‘Intimate, capable’ iPad a smart game-changer

Thursday, January 28th, 2010

The device disrupts the wireless carriers’ business model and even threatens the popular Kindle, observers say

Gillian Shaw

Apple’s new iPad is a game-changer for publishing, education and other sectors, including Canada’s wireless carriers will likely see consumers snap up the devices because they are not locked to any network service.

It could take some time for the full implications of the new device — which Apple CEO Steve Jobs described as “so much more intimate than a laptop” and “so much more capable than a smartphone” — to be felt, but industry watchers say it could change the way we work and play, just as the iPod brought MP3 music to the masses and the iPhone catapulted smartphones into the mainstream.

While Canada’s major carriers were mum Wednesday when asked if they have plans to introduce the iPad on their networks, Richard Smith, a professor at Simon Fraser University’s school of communication, said Apple’s move to end the subsidy model that locks customers into long-term contracts with telecom companies could change the way Canadians buy wireless devices.

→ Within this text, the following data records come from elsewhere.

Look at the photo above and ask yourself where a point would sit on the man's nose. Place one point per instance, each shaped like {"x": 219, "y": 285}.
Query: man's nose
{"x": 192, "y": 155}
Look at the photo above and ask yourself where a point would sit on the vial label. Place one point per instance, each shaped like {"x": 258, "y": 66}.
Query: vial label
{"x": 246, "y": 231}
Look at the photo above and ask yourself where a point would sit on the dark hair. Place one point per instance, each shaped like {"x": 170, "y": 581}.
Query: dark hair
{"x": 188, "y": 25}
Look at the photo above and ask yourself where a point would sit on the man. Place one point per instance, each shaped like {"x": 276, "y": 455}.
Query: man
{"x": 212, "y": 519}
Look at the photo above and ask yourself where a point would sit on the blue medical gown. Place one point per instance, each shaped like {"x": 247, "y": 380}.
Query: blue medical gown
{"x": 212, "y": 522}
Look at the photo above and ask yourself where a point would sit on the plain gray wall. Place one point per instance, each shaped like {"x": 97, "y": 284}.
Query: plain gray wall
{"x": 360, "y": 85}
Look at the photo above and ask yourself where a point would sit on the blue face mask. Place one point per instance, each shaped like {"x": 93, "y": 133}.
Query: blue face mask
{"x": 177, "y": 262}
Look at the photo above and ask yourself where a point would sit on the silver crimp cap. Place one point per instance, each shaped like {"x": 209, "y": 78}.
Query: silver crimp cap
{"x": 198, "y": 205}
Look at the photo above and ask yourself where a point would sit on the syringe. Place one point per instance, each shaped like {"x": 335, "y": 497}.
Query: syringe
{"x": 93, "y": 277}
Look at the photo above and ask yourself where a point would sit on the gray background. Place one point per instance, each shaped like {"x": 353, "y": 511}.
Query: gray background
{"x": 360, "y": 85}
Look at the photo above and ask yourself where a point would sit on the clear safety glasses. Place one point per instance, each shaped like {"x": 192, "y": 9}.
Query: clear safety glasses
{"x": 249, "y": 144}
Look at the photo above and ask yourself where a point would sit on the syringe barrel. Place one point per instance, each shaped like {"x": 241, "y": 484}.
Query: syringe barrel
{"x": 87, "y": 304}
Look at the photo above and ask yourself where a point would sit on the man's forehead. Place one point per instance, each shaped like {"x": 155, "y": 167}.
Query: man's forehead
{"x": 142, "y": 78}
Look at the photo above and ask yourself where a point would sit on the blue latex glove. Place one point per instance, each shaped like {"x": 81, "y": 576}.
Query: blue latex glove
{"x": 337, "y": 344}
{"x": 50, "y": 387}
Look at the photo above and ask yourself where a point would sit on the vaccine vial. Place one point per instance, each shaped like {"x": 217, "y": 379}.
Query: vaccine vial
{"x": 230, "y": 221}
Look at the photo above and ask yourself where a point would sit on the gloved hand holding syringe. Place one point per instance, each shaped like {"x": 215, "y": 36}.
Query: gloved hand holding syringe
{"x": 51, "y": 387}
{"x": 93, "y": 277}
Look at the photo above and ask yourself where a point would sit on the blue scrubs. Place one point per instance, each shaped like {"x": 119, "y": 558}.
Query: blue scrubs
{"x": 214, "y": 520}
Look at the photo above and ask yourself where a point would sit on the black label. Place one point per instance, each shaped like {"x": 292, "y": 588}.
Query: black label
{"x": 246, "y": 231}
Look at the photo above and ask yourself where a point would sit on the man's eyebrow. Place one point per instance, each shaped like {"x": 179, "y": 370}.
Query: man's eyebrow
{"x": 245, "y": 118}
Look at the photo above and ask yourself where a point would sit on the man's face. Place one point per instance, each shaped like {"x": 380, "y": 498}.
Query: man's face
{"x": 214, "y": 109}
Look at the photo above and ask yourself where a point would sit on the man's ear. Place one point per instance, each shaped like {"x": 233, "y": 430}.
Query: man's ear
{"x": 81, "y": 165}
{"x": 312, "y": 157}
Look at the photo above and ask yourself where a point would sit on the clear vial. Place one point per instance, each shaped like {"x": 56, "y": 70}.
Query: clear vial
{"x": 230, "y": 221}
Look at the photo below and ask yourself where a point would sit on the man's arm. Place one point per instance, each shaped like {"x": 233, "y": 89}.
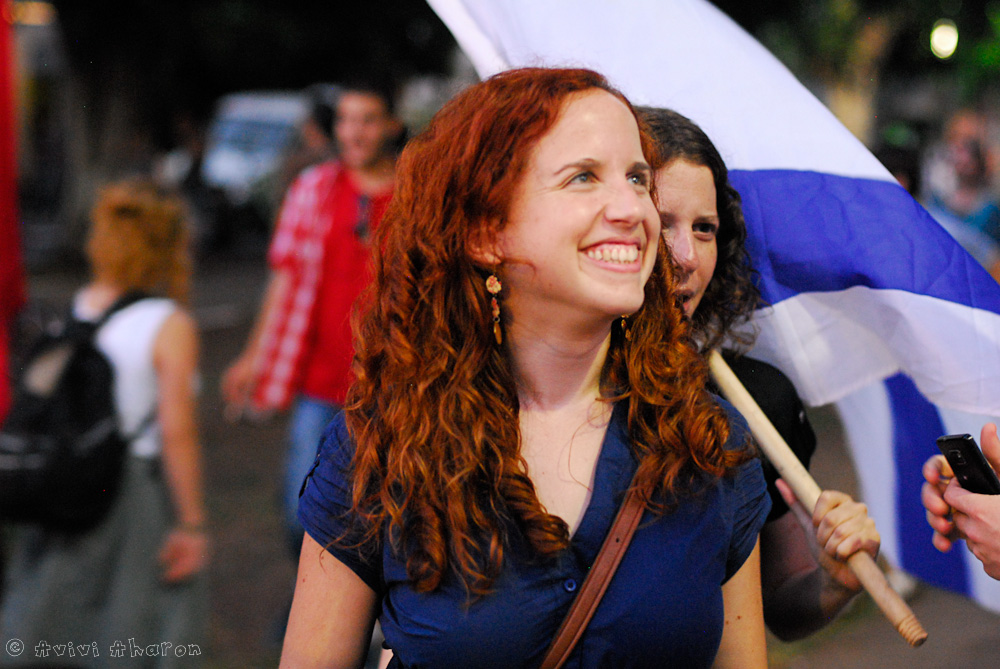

“Apple is disrupting their business model, which is to lock people into three-year plans,” said Smith. “There is no subsidy. Apple is just selling it as it is.

“It could be a year from now people will say, ‘So you have a contract with your phone, what’s that all about?'”

Wayne MacPhail, a journalism professor at Ryerson University and president of the marketing and communications company w8nc, said he expects to see his classroom full of iPads within a year or two.

“I think I’m going to look out to a classroom of students who all have these things,” he said. “[Apple has] done an outstanding job on the price.”

MacPhail is also among those who see the iPad as a Kindle killer. “The Kindle looks like a one-trick pony on its way to the glue factory right now.”

In San Francisco on Wednesday, Jobs also took a shot at netbooks: “The problem is netbooks aren’t better at anything. The experience of running an iPad versus a cheap netbook running Windows XP — there won’t be any comparison.”

Apple’s addition of the optional keyboard to go with the iPad is the final blow for netbooks.

“If you can throw a keyboard on there, you basically have a baby iMac, so there goes the need for a laptop,” said MacPhail.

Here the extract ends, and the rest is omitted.